Eamon Grennan
Born in Dublin, Eamon Grennan attended boarding school at a Cistercian monastery. He met Derek Mahon and Eavan Boland as an undergraduate at University College, Dublin, spent a year in Rome, and then came to the United States to earn his PhD at Harvard. He began writing poetry in earnest in 1977 and published his first collection, Wildly for Days, in 1983. He is the author of more than 10 collections of poetry, including There Now (2016), Out of Sight: New and Selected Poems (2010), Matter of Fact (2008), The Quick of It (2005), Still Life with Waterfall (2002), and Relations: New and Selected Poems (1998).

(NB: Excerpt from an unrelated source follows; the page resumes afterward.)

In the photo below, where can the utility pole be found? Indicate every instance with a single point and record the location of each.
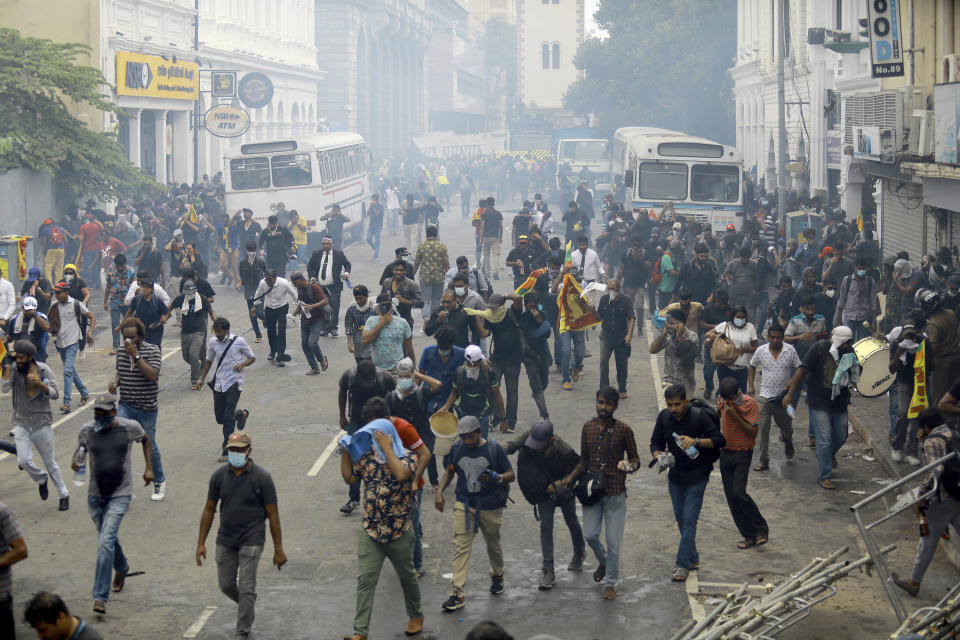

Influenced by Williams, Hopkins, Patrick Kavanagh, Roethke, and Bishop, Grennan’s free verse lines often lean toward blank verse. In Grennan’s own words, his poems try “to marry speech patterns to musical language” and “try to establish a kind of range of commitment to the domestic on the one hand, to the erotic on the other, to the natural world, the simple, observed world, and at the same time stay fairly clear.” Judge Robert Wrigley noted, on awarding Grennan the Lenore Marshall Poetry Prize, that “Grennan would have us know—no, would have us see, feel, hear, taste and smell—that the world, moment by ordinary or agonizing moment, lies chock-full with its own clarifications and rewards.”
Grennan has also written a book of essays, Facing the Music: Irish Poetry in the 20th Century (1999). He won the PEN Award for poetry in translation for Selected Poems of Giacomo Leopardi (1997), and the Lenore Marshall Poetry Prize from the Academy of American Poets for Still Life with Waterfall (2002). He has also won several Pushcart Prizes. He has been awarded fellowships from the National Endowment for the Arts, the National Endowment for the Humanities, and the Guggenheim Foundation.
Grennan was the Dexter M. Ferry Jr. Professor of English at Vassar College until his retirement in 2004. He divides his time between Poughkeepsie, New York, and western Ireland, and his poetry shows the imprint of both lands. Of his fitting resident alien status, Grennan notes, “I live at a sort of distance, an angle to the place I live in.”